Total length- 140 cm (Male), 100 cm (Female)

Dorsal -
Body slender with shiny smooth scales, vertebral scales larger than adjacent dorsals and of hexagonal shaped. Dorsal color black or blackish-brown with series of white or yellow cross bands. These bands may be faint or absent on neck.

Ventral -
Belly color brownish or light grayish-blue with dorsal bands continues in broader form or distinct transverse bars.

Head -
Head not much depressed with a rounded snout, slightly broader than neck. Upper lip color dark brownish or similar to rest of the head i. e. dark blackish-brown. A white line runs across the snout behind nostrils, one curved line starts from frontal and ends on the angle of mouth and one short line behind eyes to posterior of lip. These head markings may be absent or indistinct in adult stage. Moderate eyes with rounded pupil.

Tail -
Shorter than typical range and ends with a pointed tip. Bands clearly present above and below.
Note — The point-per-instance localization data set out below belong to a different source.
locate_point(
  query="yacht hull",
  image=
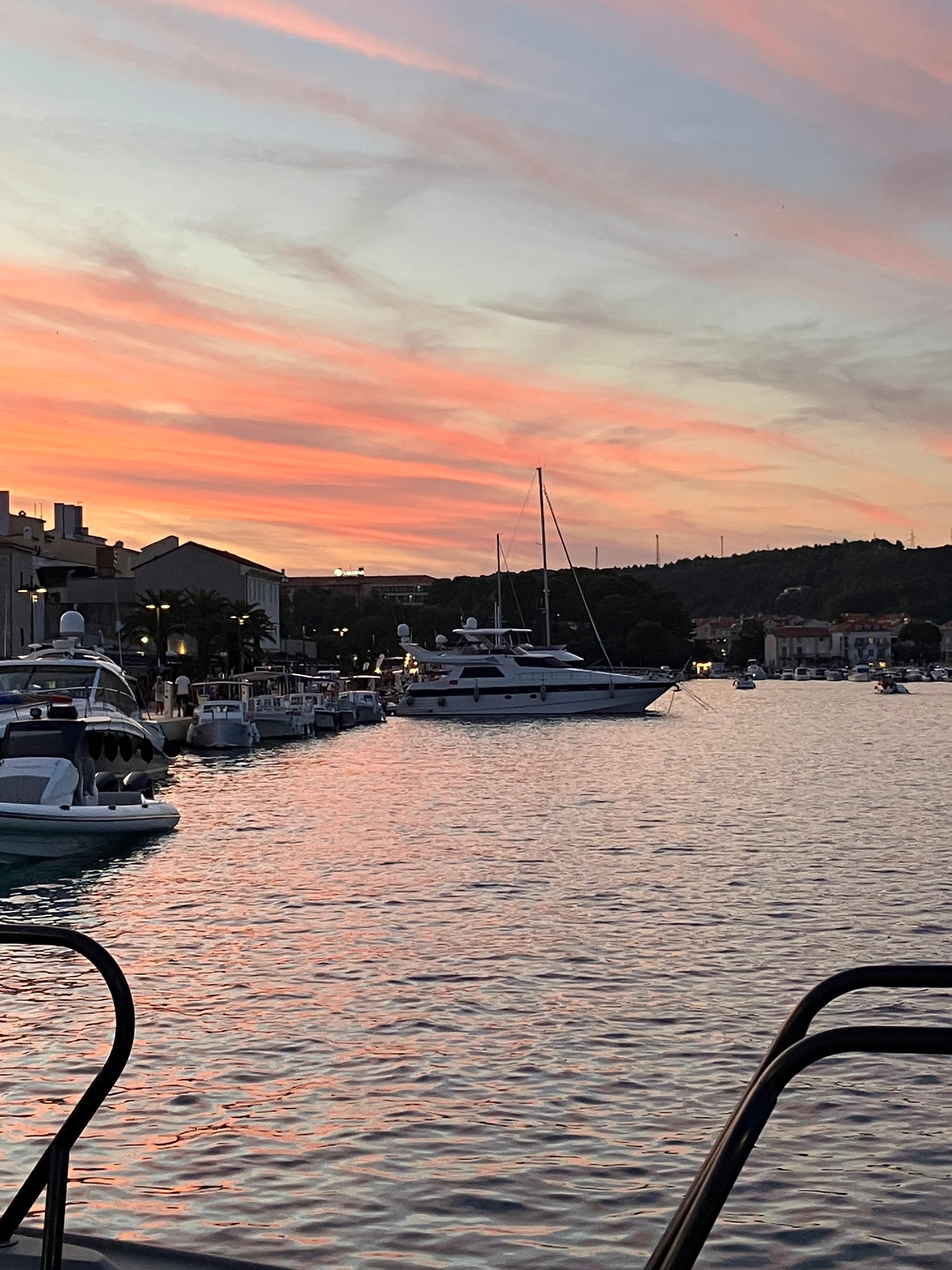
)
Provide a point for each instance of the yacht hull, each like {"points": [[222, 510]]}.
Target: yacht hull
{"points": [[559, 700], [221, 735]]}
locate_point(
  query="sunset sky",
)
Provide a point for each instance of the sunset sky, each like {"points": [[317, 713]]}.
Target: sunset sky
{"points": [[323, 283]]}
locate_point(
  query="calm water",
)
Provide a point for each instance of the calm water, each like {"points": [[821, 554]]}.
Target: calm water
{"points": [[479, 996]]}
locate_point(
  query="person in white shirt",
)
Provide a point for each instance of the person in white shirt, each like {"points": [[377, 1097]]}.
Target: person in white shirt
{"points": [[182, 689]]}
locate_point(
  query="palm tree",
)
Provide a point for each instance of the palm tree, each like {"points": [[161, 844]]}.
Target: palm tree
{"points": [[248, 625], [158, 614]]}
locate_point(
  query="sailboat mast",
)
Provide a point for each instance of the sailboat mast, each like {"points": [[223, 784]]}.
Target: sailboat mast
{"points": [[545, 561], [499, 585]]}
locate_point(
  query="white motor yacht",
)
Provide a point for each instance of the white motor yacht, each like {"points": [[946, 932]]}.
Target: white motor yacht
{"points": [[68, 681], [51, 801], [496, 672], [221, 719]]}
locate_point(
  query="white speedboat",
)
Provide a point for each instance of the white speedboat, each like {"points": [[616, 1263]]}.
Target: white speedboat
{"points": [[69, 681], [51, 801], [276, 704], [221, 719], [496, 673], [362, 696]]}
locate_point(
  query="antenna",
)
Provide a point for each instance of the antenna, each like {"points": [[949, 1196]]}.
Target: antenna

Smooth scales in 15 rows throughout the body.
Sub Caudal: 
44-51; normally divided anteriorly or may be undivided but scales near tip are always divided.
Feeds on other snakes, rodents and frogs.
Bite symptoms: 

In the absence of studies on the venom of B. bungaroides it should be expected that it is similar to other krait venoms in causing progressive paralysis of the peripheral nervous system, leading to respiratory paralysis and death due to asphyxia, and possibly systemic muscle damage with myoglobinuria, acute renal failure and hyperkalaemia. Thus, both neurotoxic and myotoxic envenoming and their complications should be anticipated when treating a patient bitten by this snake.